Fig. 8 – Interventions de la BNS sur le marché des changes, ajustées des mouvements de marchés
Fig. 8 – Interventions de la BNS sur le marché des changes, ajustées des mouvements de marchés

A court terme, les investisseurs pourraient donc être surpris du nouveau tour de vis monétaire du 21septembre et de l'appréciation du franc qui y serait associée. À long terme, les analyses convergent vers une appréciation structurelle de la monnaie helvétique, contre l'euro et plus encore face au billet vert (cf.Stratégie et Thématiques du 24 avril).

La plus grande déception concernant la Suisse provient de la forte et récente sous-performance de son marché boursier. Au second semestre 2022, cette situation pouvait être justifiée par un "retour à la normale", suite à l'évolution positive du marché suisse au cours des 30 mois précédents. A contrario, le retard de performance enregistré en 2023 est anormal au vu du caractère défensif de l'indice helvétique.Habituellement, lorsque le cycle économique mondial ralentit, les indices boursiers chutent mais le SMI résiste mieux : il sur performe (cf. Fig. 9). Les indices boursiers ayant progressé cette année, malgré le ralentissement économique, la relation semble rompue. Un retour aux fondamentaux, via une correction boursière marquée, ne manquerait pas de redonner des couleurs au SMI, au SPI et à des sociétés qui ont déjà bien performé cette année comme ABB, Kuehne + Nagel, Straumann, ou Temenos (cf. Fig. 10).

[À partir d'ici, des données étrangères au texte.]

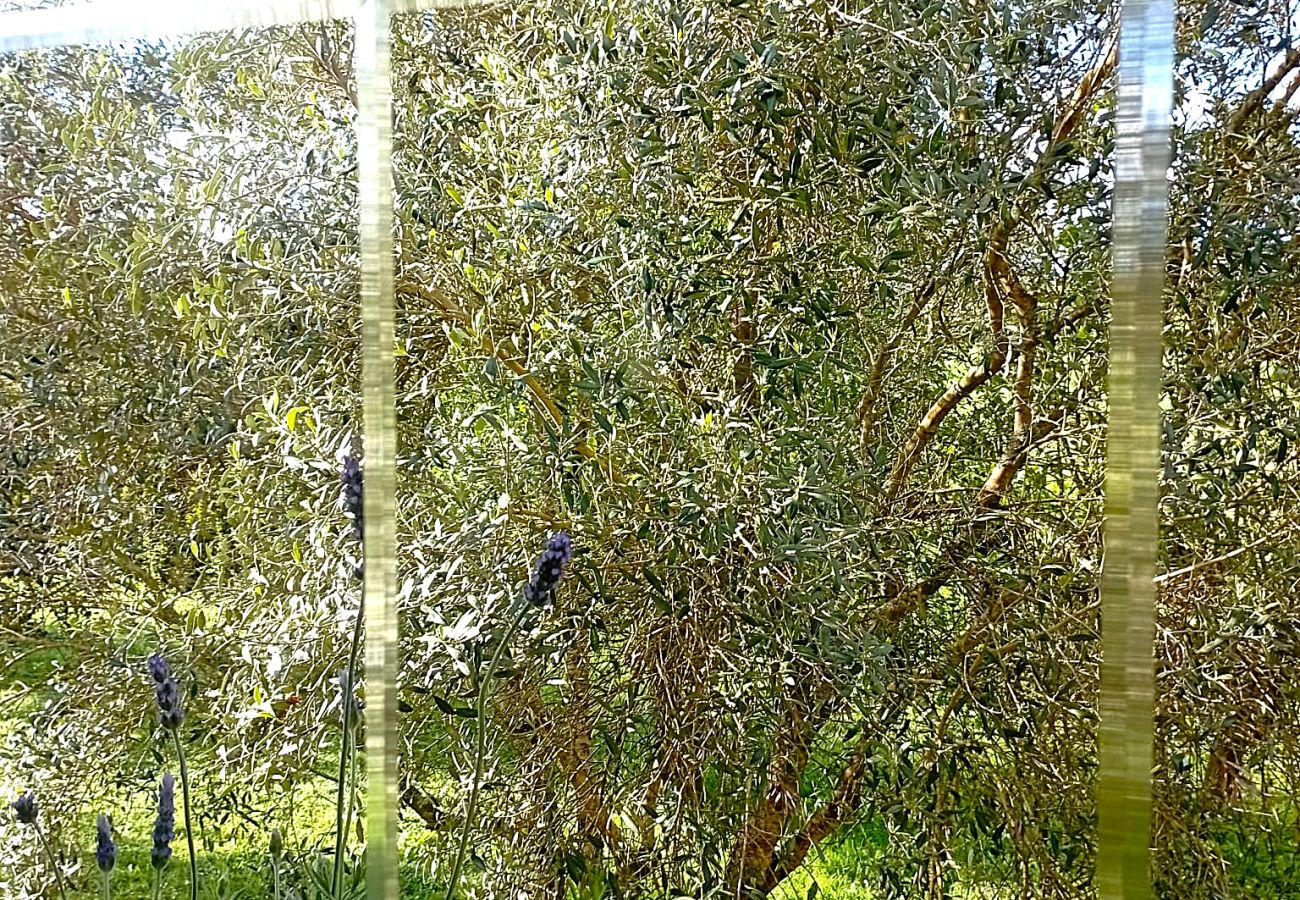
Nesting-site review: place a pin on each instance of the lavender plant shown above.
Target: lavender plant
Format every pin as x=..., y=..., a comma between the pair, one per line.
x=164, y=831
x=277, y=851
x=352, y=496
x=25, y=808
x=538, y=592
x=105, y=851
x=170, y=714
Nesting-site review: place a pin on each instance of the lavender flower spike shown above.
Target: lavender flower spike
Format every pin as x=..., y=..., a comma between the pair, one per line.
x=168, y=692
x=352, y=493
x=550, y=567
x=105, y=851
x=25, y=807
x=164, y=826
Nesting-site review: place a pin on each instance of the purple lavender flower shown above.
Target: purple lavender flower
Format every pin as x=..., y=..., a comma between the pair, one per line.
x=352, y=481
x=550, y=567
x=105, y=851
x=168, y=692
x=164, y=826
x=25, y=807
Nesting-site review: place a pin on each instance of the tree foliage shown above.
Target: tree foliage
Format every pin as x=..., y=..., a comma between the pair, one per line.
x=792, y=314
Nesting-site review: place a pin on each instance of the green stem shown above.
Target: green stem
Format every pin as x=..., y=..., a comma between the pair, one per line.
x=346, y=749
x=189, y=826
x=53, y=860
x=481, y=736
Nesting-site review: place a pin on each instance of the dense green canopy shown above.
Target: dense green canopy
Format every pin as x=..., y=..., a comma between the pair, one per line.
x=793, y=314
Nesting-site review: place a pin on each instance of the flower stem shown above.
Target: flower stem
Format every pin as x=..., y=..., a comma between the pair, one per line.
x=342, y=808
x=189, y=827
x=480, y=739
x=53, y=860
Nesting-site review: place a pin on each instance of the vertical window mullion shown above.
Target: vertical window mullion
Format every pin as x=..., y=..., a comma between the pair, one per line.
x=1126, y=702
x=375, y=155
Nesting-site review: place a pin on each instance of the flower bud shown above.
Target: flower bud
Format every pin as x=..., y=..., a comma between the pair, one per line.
x=105, y=851
x=25, y=807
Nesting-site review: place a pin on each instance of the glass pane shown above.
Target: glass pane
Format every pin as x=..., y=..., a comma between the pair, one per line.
x=1227, y=723
x=180, y=354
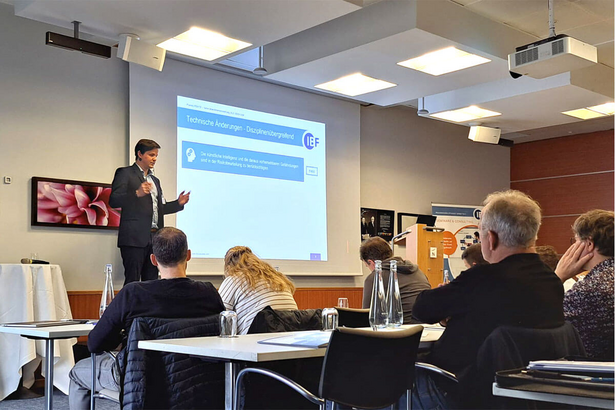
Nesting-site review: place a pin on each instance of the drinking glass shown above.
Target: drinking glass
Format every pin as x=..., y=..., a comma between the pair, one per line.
x=228, y=324
x=329, y=319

Fig. 9 – Performance relative des actions suisses - Fig. 10 – Performance de quatre titres suisses
Fig. 9 – Performance relative des actions suisses - Fig. 10 – Performance de quatre titres suisses

Les investisseurs qui ont l'habitude de prendre du recul et d'investir en francs suisses ne sont pas inquiets. La performance de la bourse helvétique, ajustée de l'effet de change, tient parfaitement bien la comparaison avec les meilleurs indices régionaux, comme le S&P 500 américain, et elle demeure très au-dessus de celle offerte par l'indice phare en Europe, l'EuroStoxx (cf. Graphique de la semaine). S'en passer dans un portefeuille serait une erreur.

Conclusion :

La Suisse entre en récession mais sa situation économique demeure structurellement meilleure que celle de ses principaux partenaires, tant en termes de rythme d'activité que d'inflation. Une nouvelle hausse des taux directeurs par la BNS pourrait donner un nouvel élan au franc suisse. Quant aux actions helvétiques, elles profiteront de la prochaine correction boursière pour sur performer. Deux bonnes raisons pour que les investisseurs s'y intéressent à nouveau.